You need to change the three folders to whatever location in your computer. Then we can build the example as:

cd ${XXX}/seq2seq
mkdir build
cd build
cmake ..
make

If build correctly, we will get the binary seq2seq_trans, and we can run the example as:

./seq2seq_trans ../model/s2s_encoder.onnx ../model/s2s_decoder.onnx fra eng cpu    

or you can change the last argument to gpu to run on GPU, which is much faster compared to CPU.

The python version implementation is located at ${XXX}/python/seq2seq_translation.py, and you can run it using the same command line arguments as the C++ version, i.e.

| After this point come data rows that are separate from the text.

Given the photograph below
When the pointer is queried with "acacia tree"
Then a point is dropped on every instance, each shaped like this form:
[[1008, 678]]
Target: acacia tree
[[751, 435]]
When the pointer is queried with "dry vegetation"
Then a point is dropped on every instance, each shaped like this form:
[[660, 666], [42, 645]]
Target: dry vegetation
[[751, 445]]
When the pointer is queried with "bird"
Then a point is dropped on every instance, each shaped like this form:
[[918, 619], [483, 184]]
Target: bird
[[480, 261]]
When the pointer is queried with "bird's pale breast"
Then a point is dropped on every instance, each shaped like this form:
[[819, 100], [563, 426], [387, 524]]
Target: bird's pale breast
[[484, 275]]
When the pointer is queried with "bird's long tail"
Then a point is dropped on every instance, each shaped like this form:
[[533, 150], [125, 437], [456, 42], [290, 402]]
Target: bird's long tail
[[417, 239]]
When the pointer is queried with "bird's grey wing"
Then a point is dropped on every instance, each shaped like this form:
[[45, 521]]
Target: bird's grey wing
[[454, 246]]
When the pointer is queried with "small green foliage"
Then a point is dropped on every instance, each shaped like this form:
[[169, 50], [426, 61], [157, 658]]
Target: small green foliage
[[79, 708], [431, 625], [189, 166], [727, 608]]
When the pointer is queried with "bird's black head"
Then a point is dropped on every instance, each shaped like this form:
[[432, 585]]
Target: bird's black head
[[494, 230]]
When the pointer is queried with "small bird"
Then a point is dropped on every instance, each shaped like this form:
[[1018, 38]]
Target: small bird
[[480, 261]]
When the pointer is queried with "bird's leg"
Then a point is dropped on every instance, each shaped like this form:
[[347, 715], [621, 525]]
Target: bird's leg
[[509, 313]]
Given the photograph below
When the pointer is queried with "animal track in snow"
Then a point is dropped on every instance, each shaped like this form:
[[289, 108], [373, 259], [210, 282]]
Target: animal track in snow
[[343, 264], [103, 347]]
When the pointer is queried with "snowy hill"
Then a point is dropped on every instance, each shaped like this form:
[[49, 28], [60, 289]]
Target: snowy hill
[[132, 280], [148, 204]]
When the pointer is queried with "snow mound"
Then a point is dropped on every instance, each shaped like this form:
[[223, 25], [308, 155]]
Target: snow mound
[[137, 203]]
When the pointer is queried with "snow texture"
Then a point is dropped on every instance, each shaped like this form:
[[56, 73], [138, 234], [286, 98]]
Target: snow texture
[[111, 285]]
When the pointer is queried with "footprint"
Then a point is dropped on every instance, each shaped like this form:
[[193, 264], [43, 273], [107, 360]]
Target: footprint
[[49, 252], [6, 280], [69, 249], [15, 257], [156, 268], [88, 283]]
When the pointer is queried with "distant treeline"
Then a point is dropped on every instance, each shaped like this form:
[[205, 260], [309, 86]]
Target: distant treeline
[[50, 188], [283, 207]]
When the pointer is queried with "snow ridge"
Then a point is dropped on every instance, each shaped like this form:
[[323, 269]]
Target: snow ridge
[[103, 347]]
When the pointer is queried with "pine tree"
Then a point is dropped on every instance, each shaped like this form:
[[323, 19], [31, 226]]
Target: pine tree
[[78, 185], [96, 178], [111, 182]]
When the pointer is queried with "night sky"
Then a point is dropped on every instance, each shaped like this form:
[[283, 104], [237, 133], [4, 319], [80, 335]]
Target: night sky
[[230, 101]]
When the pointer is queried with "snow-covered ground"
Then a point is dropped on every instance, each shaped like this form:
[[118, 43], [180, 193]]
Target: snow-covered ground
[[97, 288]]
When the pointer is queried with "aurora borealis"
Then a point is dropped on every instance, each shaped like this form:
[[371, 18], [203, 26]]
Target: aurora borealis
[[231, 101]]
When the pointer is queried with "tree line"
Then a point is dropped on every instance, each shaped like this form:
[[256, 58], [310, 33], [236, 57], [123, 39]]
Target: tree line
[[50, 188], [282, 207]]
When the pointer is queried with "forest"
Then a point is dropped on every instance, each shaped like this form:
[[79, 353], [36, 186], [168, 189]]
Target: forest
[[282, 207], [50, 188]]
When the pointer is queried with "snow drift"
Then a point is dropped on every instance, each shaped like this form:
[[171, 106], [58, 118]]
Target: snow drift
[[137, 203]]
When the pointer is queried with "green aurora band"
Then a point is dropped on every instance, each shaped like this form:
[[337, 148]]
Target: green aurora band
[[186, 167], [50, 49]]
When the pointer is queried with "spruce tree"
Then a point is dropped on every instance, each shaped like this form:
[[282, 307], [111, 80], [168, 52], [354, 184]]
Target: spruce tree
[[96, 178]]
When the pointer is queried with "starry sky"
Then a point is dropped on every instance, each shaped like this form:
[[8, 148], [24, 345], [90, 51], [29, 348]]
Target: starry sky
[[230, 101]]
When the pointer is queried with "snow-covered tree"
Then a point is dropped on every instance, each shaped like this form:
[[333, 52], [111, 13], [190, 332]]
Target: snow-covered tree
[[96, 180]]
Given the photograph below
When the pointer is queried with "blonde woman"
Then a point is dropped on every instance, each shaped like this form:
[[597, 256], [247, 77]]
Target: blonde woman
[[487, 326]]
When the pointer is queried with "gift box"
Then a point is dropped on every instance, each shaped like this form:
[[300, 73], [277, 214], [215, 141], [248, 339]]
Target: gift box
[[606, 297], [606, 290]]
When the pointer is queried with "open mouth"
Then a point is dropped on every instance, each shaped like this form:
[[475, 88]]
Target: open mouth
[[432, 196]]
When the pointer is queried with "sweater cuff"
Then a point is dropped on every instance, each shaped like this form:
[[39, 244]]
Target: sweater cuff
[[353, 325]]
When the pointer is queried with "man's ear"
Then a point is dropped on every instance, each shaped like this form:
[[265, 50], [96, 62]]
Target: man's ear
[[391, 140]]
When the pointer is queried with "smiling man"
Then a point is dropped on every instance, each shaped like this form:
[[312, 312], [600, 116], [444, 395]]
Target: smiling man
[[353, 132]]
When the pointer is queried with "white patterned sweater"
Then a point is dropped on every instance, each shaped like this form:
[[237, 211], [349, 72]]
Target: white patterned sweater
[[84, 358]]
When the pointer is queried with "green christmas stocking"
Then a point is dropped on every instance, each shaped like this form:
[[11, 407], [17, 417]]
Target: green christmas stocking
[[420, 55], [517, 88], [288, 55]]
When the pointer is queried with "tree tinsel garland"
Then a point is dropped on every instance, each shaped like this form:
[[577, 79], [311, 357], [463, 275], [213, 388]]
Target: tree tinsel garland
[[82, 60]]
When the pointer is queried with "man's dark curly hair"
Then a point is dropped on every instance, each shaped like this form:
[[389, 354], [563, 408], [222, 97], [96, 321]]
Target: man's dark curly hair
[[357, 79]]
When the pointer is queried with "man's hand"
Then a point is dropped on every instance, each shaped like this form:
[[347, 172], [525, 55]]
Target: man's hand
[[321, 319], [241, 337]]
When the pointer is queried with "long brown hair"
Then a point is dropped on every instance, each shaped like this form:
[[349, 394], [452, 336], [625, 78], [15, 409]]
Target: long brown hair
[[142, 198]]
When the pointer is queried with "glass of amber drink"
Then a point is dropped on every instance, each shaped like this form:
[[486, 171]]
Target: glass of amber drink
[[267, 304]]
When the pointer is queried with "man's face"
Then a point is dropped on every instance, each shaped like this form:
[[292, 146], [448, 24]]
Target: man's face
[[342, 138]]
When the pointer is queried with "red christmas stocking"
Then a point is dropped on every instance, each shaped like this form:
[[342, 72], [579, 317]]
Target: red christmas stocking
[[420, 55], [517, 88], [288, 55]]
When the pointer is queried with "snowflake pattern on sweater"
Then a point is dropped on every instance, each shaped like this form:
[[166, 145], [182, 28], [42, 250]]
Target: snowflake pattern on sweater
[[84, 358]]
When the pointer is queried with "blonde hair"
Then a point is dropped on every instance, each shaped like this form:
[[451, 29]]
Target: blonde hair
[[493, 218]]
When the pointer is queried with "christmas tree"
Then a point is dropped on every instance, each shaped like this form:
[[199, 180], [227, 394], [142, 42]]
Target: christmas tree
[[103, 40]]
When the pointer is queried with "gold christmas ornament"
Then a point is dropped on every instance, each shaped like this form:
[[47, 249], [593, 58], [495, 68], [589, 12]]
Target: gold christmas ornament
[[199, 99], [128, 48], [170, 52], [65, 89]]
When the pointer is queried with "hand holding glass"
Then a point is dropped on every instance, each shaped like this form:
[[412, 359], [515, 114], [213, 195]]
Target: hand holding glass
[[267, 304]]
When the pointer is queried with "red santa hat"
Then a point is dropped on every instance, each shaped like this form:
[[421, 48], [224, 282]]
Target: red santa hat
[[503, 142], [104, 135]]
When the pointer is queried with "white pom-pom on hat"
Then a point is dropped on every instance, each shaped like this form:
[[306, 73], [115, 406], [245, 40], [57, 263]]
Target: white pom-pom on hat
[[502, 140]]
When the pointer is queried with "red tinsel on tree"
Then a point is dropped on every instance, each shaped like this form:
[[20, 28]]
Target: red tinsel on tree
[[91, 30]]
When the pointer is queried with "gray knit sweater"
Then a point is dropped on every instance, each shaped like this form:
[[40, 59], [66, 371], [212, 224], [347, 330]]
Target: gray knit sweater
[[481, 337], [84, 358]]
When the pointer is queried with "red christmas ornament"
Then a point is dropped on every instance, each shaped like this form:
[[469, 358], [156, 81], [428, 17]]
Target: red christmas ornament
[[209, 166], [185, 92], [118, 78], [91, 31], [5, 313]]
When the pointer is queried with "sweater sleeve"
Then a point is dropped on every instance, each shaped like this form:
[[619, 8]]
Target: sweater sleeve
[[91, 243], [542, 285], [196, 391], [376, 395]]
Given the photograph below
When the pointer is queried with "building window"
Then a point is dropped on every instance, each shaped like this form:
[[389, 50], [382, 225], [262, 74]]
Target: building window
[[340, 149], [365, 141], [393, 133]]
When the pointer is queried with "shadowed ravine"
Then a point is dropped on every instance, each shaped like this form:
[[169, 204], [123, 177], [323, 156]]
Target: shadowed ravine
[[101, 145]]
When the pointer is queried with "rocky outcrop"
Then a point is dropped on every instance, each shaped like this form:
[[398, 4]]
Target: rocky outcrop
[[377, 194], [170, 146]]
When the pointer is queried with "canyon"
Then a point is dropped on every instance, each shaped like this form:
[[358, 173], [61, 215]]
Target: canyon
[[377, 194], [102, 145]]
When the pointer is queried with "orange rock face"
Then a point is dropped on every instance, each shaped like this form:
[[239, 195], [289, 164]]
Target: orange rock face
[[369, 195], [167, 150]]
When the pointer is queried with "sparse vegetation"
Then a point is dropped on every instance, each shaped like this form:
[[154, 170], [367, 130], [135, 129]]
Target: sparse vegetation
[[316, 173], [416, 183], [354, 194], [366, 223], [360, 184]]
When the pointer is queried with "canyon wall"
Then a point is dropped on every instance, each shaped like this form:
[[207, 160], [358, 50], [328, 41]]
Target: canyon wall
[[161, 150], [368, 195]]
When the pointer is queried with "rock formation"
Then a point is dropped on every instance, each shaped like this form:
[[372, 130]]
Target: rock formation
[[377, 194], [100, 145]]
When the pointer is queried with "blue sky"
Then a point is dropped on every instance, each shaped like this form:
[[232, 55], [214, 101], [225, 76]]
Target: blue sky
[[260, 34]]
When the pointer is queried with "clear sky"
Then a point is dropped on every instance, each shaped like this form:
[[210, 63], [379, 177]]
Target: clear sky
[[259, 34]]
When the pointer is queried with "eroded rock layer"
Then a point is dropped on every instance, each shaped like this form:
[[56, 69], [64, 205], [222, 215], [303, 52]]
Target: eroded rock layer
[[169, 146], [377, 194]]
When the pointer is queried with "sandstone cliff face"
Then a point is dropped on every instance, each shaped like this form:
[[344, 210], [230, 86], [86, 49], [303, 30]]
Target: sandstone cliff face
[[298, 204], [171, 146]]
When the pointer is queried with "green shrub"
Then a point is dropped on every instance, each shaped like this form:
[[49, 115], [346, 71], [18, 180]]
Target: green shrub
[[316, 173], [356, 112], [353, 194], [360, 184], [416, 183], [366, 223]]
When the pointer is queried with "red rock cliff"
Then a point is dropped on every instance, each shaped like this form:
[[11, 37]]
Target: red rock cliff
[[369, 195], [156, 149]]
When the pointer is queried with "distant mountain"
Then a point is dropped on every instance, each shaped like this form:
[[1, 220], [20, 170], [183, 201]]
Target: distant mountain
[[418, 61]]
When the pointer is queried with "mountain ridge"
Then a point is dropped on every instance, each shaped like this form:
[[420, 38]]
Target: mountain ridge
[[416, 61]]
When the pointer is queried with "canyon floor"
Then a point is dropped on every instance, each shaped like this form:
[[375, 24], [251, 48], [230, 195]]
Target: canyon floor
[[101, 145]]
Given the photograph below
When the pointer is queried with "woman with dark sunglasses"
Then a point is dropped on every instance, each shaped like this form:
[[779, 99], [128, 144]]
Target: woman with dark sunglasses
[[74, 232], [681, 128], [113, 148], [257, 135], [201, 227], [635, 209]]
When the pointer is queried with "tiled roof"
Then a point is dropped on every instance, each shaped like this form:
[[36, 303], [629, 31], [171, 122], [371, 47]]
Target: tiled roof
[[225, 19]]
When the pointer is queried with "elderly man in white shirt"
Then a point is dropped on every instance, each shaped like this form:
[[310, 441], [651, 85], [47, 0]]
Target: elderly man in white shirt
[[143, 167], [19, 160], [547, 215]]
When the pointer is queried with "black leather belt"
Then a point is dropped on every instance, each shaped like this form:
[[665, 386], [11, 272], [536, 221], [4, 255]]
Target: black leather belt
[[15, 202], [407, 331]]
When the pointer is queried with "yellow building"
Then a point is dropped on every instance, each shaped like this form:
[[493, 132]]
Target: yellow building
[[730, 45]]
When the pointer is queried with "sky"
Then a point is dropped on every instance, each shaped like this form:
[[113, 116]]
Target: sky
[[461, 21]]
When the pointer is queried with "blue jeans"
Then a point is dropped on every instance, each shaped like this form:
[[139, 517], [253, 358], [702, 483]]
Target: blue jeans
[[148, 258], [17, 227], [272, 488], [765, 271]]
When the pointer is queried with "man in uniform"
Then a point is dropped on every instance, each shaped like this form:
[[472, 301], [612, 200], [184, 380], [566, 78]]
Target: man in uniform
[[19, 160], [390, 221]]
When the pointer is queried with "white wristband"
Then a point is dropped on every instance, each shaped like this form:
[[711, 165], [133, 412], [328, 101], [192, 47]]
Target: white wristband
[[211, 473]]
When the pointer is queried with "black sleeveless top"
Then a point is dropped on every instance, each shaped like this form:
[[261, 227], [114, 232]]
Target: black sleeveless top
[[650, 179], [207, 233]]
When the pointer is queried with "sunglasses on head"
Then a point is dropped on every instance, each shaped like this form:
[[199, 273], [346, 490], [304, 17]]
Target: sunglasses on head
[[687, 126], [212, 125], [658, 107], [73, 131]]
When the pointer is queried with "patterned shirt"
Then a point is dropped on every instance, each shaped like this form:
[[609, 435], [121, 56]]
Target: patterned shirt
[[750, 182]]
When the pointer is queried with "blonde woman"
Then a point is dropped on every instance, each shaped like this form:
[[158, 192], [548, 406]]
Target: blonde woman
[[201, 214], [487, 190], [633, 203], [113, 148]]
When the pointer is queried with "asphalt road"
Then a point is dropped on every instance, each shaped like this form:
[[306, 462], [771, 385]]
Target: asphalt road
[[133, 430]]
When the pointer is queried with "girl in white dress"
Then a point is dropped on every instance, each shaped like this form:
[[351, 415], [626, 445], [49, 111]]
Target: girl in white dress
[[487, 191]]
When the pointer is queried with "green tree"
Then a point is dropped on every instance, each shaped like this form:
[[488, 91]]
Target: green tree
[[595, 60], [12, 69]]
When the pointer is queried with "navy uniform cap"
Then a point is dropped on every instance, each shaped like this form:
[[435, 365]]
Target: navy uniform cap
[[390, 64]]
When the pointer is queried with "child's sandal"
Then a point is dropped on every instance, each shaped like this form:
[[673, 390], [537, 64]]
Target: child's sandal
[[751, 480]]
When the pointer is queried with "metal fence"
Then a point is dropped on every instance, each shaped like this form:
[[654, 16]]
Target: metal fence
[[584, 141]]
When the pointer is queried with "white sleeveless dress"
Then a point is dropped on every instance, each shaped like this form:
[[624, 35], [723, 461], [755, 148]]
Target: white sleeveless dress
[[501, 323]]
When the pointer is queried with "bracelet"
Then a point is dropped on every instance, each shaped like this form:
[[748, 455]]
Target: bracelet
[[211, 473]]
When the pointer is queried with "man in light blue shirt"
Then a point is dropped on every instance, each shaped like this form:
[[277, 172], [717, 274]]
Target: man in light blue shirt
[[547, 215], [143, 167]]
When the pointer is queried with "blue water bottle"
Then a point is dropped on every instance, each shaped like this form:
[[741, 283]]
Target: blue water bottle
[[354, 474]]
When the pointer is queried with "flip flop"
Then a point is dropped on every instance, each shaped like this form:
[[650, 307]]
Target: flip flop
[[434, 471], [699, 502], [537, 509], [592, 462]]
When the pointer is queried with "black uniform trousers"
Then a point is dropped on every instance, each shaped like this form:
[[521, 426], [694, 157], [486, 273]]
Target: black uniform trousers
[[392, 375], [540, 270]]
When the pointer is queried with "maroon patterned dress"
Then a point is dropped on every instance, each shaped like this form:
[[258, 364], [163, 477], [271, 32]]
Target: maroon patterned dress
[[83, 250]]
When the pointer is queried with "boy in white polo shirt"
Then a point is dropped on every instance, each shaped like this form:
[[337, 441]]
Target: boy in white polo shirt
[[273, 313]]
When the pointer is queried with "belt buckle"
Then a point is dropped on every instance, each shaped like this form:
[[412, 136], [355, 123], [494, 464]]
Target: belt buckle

python seq2seq_translation.py ../model/s2s_encoder.onnx ../model/s2s_decoder.onnx fra eng cpu(gpu)

The python program generates the same results as the C++ program.

The changed pytorch file is also attached as seq2seq.py that can do the training and export the encoder and decoder onnx files.

From Rel0.6, MIGraphX add a feature to support multiple program outputs, so the above changes to make a model have only one output is unnecessary anymore. We can use the model trained from the seq2seq example directly, and we changed the inference program seq2seq.py accordinly.

An Overview on Tensorflow Protobuf Support in 0.2 (Experimental)

Beginning with 0.2, we support tensorflow protobuf files with the following constraints:

  1. The following operators are supported:
  • Add
  • AvgPool
  • BiasAdd
  • ConcatV2
  • Const
  • Conv2D
  • FusedBatchNorm
  • Identity
  • MaxPool
  • Mean (used for GlobalAvgPool only)
  • Pad (zero values only)
  • Relu
  • Reshape
  • Softmax
  • Squeeze
  1. The data format is either entirely "NHWC" or "NCHW"

To enable tensorflow protobuf support in the python API, use the following cmake command in your build directory:

CXX=/opt/rocm/bin/hcc cmake -DMIGRAPHX_ENABLE_TF=ON ..

This will link the tensorflow protobuf library instead of the onnx protobuf library. As noted in the documentation, insert -DCMAKE_PREFIX_PATH=/some/dir if dependencies are located elsewhere.

In the future, we will provide a python example of running a pre-trained Resnet50 V2 model.